SEM: A Brief History
The scanning electron microscope is an incredible tool for seeing the unseen worlds of microspace. The scanning electron microscope reveals new levels of detail and complexity in the world of micro-organisms and miniature structures. While conventional light microscopes use a series of glass lenses to bend light waves and create a magnified image, the scanning electron microscope creates magnified images by using electrons instead of light waves.
The earliest known work describing the conceptualization of the scanning electron microscope was in 1935 by M. Knoll who, along with other pioneers in the field of electron optics, was working in Germany. Although it was Manfred von Ardenne who laid the foundations of both transmission and surface scanning electron microscopy just before World War II, it is Charles Oatley who is recognized as the great innovator of scanning electron microscopy. Oatley’s involvement with the SEM began immediately after World War II when, his recent wartime experience in the development of radar, allowed him to develop new techniques that could be brought to overcome some of the fundamental problems encountered by von Ardenne in his pre-war research.
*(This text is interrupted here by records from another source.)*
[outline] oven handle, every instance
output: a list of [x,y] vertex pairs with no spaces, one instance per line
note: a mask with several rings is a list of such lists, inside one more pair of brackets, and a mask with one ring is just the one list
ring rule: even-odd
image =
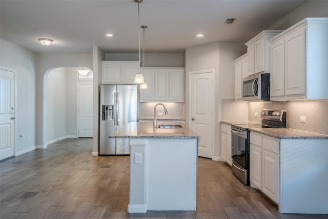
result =
[[235,134],[236,135],[239,136],[240,137],[242,137],[243,138],[246,138],[247,136],[245,136],[244,132],[241,132],[238,131],[236,131],[234,129],[231,129],[231,133],[233,134]]
[[232,160],[232,164],[235,166],[235,167],[236,167],[237,169],[238,169],[238,170],[240,170],[242,172],[245,172],[245,170],[243,169],[241,169],[241,167],[239,164],[238,164],[237,163],[236,163],[236,162],[235,161],[234,161],[233,160]]

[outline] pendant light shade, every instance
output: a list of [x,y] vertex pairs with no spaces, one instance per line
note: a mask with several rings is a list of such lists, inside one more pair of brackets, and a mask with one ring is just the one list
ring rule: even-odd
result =
[[[144,29],[144,43],[142,44],[144,46],[144,58],[142,58],[142,73],[145,73],[145,29],[148,27],[146,25],[142,25],[141,28]],[[144,83],[140,85],[140,89],[147,89],[147,83],[144,80]]]
[[139,3],[142,2],[142,0],[134,0],[134,2],[138,3],[138,30],[139,32],[139,71],[134,77],[134,83],[136,84],[143,84],[144,76],[140,72],[140,12],[139,10]]
[[145,82],[144,76],[141,73],[138,72],[134,77],[134,83],[137,84],[142,84]]

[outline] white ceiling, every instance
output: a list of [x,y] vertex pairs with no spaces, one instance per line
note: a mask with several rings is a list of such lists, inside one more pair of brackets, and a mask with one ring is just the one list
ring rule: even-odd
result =
[[[218,41],[246,42],[304,1],[144,0],[140,25],[146,52],[182,52]],[[1,37],[38,53],[138,51],[138,7],[133,0],[0,1]],[[222,23],[237,17],[232,25]],[[142,48],[142,29],[141,29]],[[108,37],[107,33],[114,36]],[[197,37],[199,33],[203,37]],[[42,46],[38,38],[50,38]]]

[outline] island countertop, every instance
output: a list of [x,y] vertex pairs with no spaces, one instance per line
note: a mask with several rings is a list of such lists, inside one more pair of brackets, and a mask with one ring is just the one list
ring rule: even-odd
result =
[[152,122],[131,122],[110,135],[110,138],[200,138],[200,136],[180,122],[157,122],[158,125],[180,125],[179,129],[154,129]]

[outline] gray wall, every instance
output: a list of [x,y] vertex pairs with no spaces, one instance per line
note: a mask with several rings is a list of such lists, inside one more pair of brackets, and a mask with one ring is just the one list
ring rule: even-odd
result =
[[2,38],[0,45],[0,66],[16,71],[15,141],[19,155],[35,148],[36,54]]
[[[216,42],[187,48],[186,50],[186,117],[189,114],[189,72],[214,69],[214,154],[219,160],[221,102],[224,98],[234,98],[235,65],[234,60],[245,52],[246,47],[240,42]],[[188,124],[189,121],[186,121]]]

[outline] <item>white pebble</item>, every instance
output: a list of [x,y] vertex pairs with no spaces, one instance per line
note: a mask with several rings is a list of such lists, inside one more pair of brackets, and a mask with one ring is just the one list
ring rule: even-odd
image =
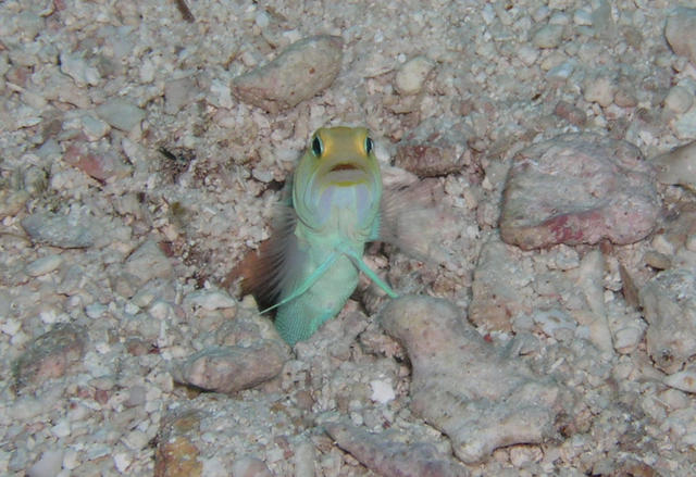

Von Ardenne (1938) constructed a scanning transmission electron microscope (STEM) by adding scan coils to a transmission electron microscope. [1] In the late 1940s Oatley, then a lecturer in the Engineering Department of Cambridge University, England, showed interest in conducting research in the field of electron optics and decided to re-investigate the SEM as an accompaniment to the work being done on the TEM (by V. E. Cosslett, also being developed in Cambridge at the Physics Department). One of Oatley's students, Ken Sander, began working on a column for a transmission electron microscope using electrostatic lenses, but after a long period of illness was forced to suspend his research. His work then was taken up by Dennis McMullan in 1948, when he and Oatley built their first SEM by 1951. By 1952 this instrument had achieved a resolution of 50 nm.